Country Characteristics and Variation in Diabetes Prevalence among Asian Countries – an Ecological Study

Authors

  • Indah Widyahening Department of Community Medicine, Faculty of Medicine Universitas Indonesia, Jakarta, Indonesia http://orcid.org/0000-0002-7952-2893
  • Gbenga Kayode International Research Centre of Excellence, Institute of Human Virology, Abuja http://orcid.org/0000-0001-6313-010X
  • Grace Wangge Southeast Asian Ministers of Education, Regional Centre for Food and Nutrition (SEAMEO Recfon), Jakarta http://orcid.org/0000-0002-5416-273X
  • Diederick Grobbee Julius Global Health, Julius Center for Health Sciences and Primary Care, University Medical Center Utrecht, The Netherlands http://orcid.org/0000-0003-4472-4468

DOI:

https://doi.org/10.15605/jafes.034.01.12

Keywords:

Asia, diabetes, prevalence, health system

Abstract

Objectives. To determine the variation in diabetes prevalence across Asian countries and its relationship with the quality of health system and socioeconomic characteristics of the country.

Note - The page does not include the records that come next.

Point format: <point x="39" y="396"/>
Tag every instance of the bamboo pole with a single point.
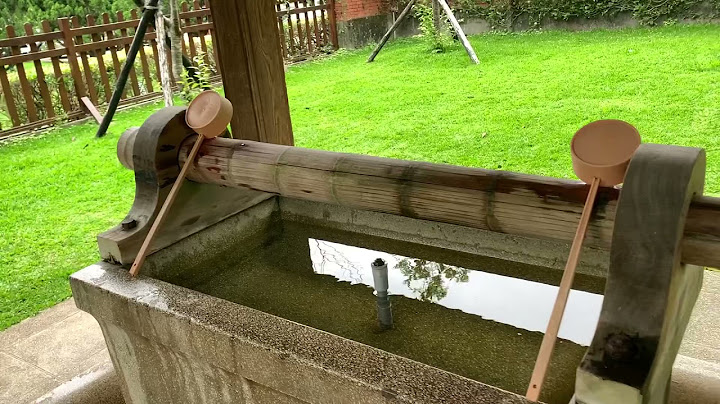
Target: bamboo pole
<point x="505" y="202"/>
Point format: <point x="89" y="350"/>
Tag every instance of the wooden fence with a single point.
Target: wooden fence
<point x="45" y="73"/>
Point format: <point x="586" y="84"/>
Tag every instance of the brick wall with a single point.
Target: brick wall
<point x="346" y="10"/>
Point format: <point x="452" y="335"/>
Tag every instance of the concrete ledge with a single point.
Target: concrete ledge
<point x="171" y="344"/>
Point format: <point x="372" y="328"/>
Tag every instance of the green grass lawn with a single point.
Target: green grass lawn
<point x="516" y="111"/>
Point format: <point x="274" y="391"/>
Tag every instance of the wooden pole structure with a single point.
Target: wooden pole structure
<point x="140" y="259"/>
<point x="252" y="69"/>
<point x="459" y="31"/>
<point x="436" y="16"/>
<point x="397" y="22"/>
<point x="510" y="203"/>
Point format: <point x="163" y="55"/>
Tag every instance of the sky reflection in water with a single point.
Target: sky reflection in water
<point x="517" y="302"/>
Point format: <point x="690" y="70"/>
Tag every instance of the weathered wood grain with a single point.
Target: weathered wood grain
<point x="154" y="159"/>
<point x="252" y="68"/>
<point x="500" y="201"/>
<point x="649" y="293"/>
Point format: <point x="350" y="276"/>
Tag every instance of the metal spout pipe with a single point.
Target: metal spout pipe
<point x="380" y="280"/>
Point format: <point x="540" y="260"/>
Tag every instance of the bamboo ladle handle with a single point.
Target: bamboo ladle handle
<point x="601" y="153"/>
<point x="548" y="344"/>
<point x="208" y="114"/>
<point x="142" y="254"/>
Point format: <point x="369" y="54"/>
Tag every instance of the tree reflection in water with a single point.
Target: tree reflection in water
<point x="427" y="280"/>
<point x="430" y="280"/>
<point x="331" y="255"/>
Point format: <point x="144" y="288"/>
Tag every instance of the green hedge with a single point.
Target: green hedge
<point x="501" y="14"/>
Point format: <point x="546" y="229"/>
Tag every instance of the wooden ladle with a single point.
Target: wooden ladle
<point x="209" y="115"/>
<point x="601" y="152"/>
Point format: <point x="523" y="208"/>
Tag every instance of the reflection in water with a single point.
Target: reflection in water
<point x="427" y="279"/>
<point x="517" y="302"/>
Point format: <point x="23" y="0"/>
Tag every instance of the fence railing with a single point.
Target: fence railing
<point x="45" y="72"/>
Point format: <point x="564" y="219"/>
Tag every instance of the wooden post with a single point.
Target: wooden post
<point x="64" y="24"/>
<point x="459" y="31"/>
<point x="436" y="15"/>
<point x="252" y="69"/>
<point x="651" y="287"/>
<point x="333" y="24"/>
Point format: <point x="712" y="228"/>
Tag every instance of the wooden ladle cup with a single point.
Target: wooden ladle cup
<point x="208" y="115"/>
<point x="601" y="152"/>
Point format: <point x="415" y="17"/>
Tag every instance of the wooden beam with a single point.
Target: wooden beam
<point x="650" y="292"/>
<point x="252" y="69"/>
<point x="505" y="202"/>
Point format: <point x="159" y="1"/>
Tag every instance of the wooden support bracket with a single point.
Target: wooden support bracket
<point x="155" y="147"/>
<point x="650" y="292"/>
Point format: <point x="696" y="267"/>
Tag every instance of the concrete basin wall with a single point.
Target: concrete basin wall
<point x="171" y="344"/>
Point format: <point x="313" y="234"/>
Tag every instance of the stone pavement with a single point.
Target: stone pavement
<point x="48" y="350"/>
<point x="59" y="356"/>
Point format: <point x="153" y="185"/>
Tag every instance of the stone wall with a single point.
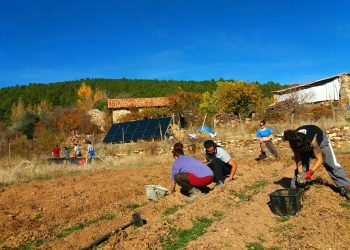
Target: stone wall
<point x="344" y="89"/>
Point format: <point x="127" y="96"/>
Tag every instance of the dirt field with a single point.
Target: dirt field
<point x="71" y="212"/>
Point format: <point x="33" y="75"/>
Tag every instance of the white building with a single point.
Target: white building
<point x="334" y="88"/>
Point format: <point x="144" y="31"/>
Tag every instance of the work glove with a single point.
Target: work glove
<point x="301" y="178"/>
<point x="308" y="175"/>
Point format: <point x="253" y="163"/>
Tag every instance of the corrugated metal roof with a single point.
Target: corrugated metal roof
<point x="309" y="84"/>
<point x="138" y="102"/>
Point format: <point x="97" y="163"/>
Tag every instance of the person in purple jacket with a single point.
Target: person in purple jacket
<point x="189" y="173"/>
<point x="264" y="134"/>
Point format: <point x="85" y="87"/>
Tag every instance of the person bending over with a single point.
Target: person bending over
<point x="308" y="142"/>
<point x="220" y="162"/>
<point x="189" y="173"/>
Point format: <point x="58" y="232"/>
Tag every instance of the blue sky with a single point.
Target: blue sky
<point x="293" y="41"/>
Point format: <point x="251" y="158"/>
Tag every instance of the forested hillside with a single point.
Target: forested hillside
<point x="64" y="93"/>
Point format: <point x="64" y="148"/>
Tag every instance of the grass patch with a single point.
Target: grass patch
<point x="179" y="238"/>
<point x="71" y="230"/>
<point x="132" y="206"/>
<point x="257" y="186"/>
<point x="38" y="217"/>
<point x="2" y="185"/>
<point x="282" y="218"/>
<point x="240" y="195"/>
<point x="255" y="246"/>
<point x="258" y="246"/>
<point x="32" y="244"/>
<point x="345" y="204"/>
<point x="172" y="210"/>
<point x="283" y="228"/>
<point x="218" y="215"/>
<point x="107" y="217"/>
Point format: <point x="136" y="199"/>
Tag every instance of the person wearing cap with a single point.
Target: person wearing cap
<point x="220" y="162"/>
<point x="310" y="142"/>
<point x="265" y="136"/>
<point x="189" y="173"/>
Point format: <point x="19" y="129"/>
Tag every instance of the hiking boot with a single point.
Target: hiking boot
<point x="219" y="183"/>
<point x="345" y="191"/>
<point x="261" y="157"/>
<point x="194" y="193"/>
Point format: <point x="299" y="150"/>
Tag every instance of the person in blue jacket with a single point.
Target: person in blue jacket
<point x="265" y="136"/>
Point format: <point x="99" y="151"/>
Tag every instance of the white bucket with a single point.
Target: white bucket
<point x="154" y="192"/>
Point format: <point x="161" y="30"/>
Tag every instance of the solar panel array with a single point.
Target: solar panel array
<point x="137" y="130"/>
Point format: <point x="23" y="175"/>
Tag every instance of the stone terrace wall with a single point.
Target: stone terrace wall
<point x="344" y="89"/>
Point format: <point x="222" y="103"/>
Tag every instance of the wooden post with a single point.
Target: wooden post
<point x="205" y="117"/>
<point x="161" y="134"/>
<point x="9" y="147"/>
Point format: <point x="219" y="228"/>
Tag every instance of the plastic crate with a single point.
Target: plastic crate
<point x="286" y="201"/>
<point x="154" y="192"/>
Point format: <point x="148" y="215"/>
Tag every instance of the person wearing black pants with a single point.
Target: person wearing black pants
<point x="224" y="168"/>
<point x="190" y="174"/>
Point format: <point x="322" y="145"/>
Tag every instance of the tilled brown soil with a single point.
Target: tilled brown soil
<point x="71" y="212"/>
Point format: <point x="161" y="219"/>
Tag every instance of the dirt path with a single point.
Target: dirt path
<point x="70" y="212"/>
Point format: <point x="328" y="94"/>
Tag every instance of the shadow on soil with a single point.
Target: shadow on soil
<point x="285" y="183"/>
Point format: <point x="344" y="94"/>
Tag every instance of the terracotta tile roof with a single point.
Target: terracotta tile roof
<point x="307" y="85"/>
<point x="138" y="102"/>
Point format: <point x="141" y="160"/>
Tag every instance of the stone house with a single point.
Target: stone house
<point x="121" y="106"/>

Methodology. An ecological analysis was conducted using publicly available data from the World Bank, the World Health Organization and the International Diabetes Federation. Geographical variation in diabetes prevalence across countries was examined using control charts while the relationships between country-level determinants and diabetes prevalence were investigated using linear regression analysis.

Results. The control chart shows special-cause variation in diabetes prevalence in 21 (58%) of the Asian countries; nine countries were below the 99.8% control limits while twelve were above it.

Fifteen (42%) countries suggest common-cause variation. Three country characteristics independently associated with diabetes prevalence were hypertension prevalence (OR 0.39, 95% CI 0.22 to 0.55; p-value < 0.001), obesity prevalence (OR 0.15, 95% CI 0.13 to 0.18; p-value=0.02).

Conclusions. There is a considerable geographical variation in diabetes prevalence across Asian countries. A substantial part of this variation could be explained by differences in the quality of health care governance, hypertension prevalence and obesity prevalence.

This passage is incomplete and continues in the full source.